Whether or not that proves to be the case, from the moment that decision is made, it became imperative for the highest-paid players to do everything in their power to make that work. Unfortunately, D’Angelo Russell didn’t get the memo.
Timberwolves chemistry? TNT
In the locker room, the coaching staff was frantically searching for healthy bodies, effective lineups, and complementary skill sets to give the team a chance to win. They simply did not have the bandwidth to babysit players and ensure that they played nice. That was left up to the players, and you would expect that they would do their part.
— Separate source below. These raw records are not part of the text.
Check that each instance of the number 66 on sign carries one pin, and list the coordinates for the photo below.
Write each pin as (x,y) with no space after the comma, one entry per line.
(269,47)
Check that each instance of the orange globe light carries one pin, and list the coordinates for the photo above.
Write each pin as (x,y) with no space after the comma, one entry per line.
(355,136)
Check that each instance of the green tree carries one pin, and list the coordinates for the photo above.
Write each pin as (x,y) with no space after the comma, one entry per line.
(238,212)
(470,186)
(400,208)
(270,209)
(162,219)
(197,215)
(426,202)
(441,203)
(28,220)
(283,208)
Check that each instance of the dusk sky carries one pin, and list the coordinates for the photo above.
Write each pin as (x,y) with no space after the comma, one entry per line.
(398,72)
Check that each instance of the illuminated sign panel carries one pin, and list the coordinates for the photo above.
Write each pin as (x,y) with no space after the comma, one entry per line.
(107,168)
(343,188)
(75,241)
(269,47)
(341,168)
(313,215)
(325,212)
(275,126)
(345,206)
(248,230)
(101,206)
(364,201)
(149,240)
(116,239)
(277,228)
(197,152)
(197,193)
The team cannot build any chemistry when one of the top-paid players is openly critical and frustrated with other players, particularly a newcomer to the roster with experience and accolades like Rudy Gobert. In the end, was DLo threatened by the fact that he suddenly found himself to be the fourth guy on a three-player core?
If D’Angelo Russell felt threatened by the arrival of Rudy Gobert, and how that might impact his own standing on the team, he was his own worst enemy. Or was it simply a glorified dynamic of the carpenter who smashes his thumb, but openly chides his hammer or nail? You decide.